Der Staat dient dem Wohle den Volkes und der Gemeinschaft. Er erlässt Richtlinien des Zusammenlebens. Rund zwei Dutzend Staaten bzw. deren Vertreter nehmen sich die Freiheit darüber hinaus auch Richtlinien zur Beendigung des Lebens auszuformulieren und umzusetzen. In einer Zeit, in der das Wort Aufklärung fast schon antiquiert klingt, sollten derart kurzsichtige Entscheidungen wie die Todesstrafe (und vor allem deren Umsetzung) eigentlich in der Mottenkiste ruhen. Doch selbst – nach allgemeinem Sprachgebrauch – hoch entwickelte Länder wie die USA vollstrecken in einzelnen Bundesstaaten noch die Todesstrafe. Getreu dem Motto „Auge um Auge, Zahn um Zahn“ werden statistisch täglich mindestens vier Menschen mit dem Segen des Staates ermordet. Mord, weil ein Vorsatz vorliegt. Es sind Mörder, die zum Schafott, zur Giftspritze, zum Galgen geführt werden. Bis ins vorletzte Jahrhundert waren Hinrichtungen noch Opium fürs Volk. Eine Art Rummelplatz mit einer Niete und mehreren Gewinnlosen.
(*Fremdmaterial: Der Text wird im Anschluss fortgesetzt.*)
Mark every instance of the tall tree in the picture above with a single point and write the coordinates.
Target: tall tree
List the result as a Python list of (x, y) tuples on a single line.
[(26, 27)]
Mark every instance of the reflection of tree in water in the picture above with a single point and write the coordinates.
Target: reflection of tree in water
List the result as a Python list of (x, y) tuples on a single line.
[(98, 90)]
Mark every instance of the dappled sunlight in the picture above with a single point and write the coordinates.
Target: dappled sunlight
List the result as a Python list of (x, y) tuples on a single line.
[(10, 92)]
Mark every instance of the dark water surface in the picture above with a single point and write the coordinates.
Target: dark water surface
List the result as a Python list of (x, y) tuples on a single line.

Doch schon immer gab es mahnende Stimmen, die sich gegen die Barbarei des staatlich sanktionierten Mordes wanden. Dass Angehörige von Opfern (vorschnell) dazu neigen das ihnen widerfahrene Unheil gleichermaßen auszugleichen, ist emotional verständlich, rechtfertigt es aber in keinster Weise.
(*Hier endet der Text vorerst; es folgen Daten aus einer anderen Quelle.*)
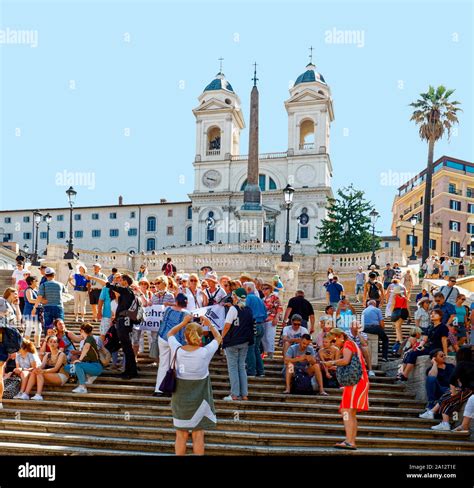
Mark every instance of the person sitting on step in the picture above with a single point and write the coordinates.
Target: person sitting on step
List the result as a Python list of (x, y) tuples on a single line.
[(301, 357), (437, 380), (88, 362), (51, 371), (329, 352), (360, 338), (293, 333), (461, 389)]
In diesem Buch kommt Koryphäen der Weltliteratur wie Victor Hugo, Charles Dickens oder Fjodor Dostojewski zu Wort. Hugo gibt einem zum Tode Verurteilten eine Stimme, in dem er dem Leser sein (fiktionales?) Leid klagen lässt. Er weiß um seinen Todeszeitpunkt. Elitär und doch irgendwie auserwählt fühlt er sich dabei gar nicht.

Der italienische Aufklärer Cesare Beccaria – damals war das Wort keine Floskel, eher revolutionär – hatte sich schon Mitte des 18. Jahrhunderts als einer der ersten gegen die Todesstrafe gestellt. Wie aktuell seine Worte heut noch klingen…
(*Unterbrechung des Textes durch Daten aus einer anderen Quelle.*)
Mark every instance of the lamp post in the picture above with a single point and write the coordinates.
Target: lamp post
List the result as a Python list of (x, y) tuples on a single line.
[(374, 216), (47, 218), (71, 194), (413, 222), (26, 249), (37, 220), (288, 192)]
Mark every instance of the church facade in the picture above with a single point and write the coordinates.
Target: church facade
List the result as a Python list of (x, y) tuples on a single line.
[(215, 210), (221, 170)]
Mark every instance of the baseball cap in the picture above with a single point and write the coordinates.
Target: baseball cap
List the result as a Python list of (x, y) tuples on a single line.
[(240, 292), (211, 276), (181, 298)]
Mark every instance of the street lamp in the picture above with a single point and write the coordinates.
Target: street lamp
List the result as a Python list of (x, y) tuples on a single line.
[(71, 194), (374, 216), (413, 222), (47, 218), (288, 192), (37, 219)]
„Der Weg zum Schafott“ ist keine Anklage, es ist Argumentationsgrundlage und –hilfe für alle, denen Tötungsdelikte, besonders von staatlicher Seite, gegen das Gewissen gehen. Charles Dickens Briefe an den Herausgeber der Daily News und die Erzählung von William Thackeray (beide aus den 40er Jahren des 19. Jahrhunderts) wurden für dieses Buch erstmals ins Deutsche übersetzt. Es keimt kein Hass beim Leser auf. Es ist ein zustimmendes Kopfnicken, gefolgt von einem verständnislosen Kopfschütteln. Zustimmung für die Argumente der Gegner und Kopfschütteln darüber, dass es immer noch Kleingeister gibt, die meinen, dass mit dem „Kopf ab“ alle Schuld gesühnt ist. Ein nützliches Buch, ein hilfreiches Buch, ein wichtiges Buch!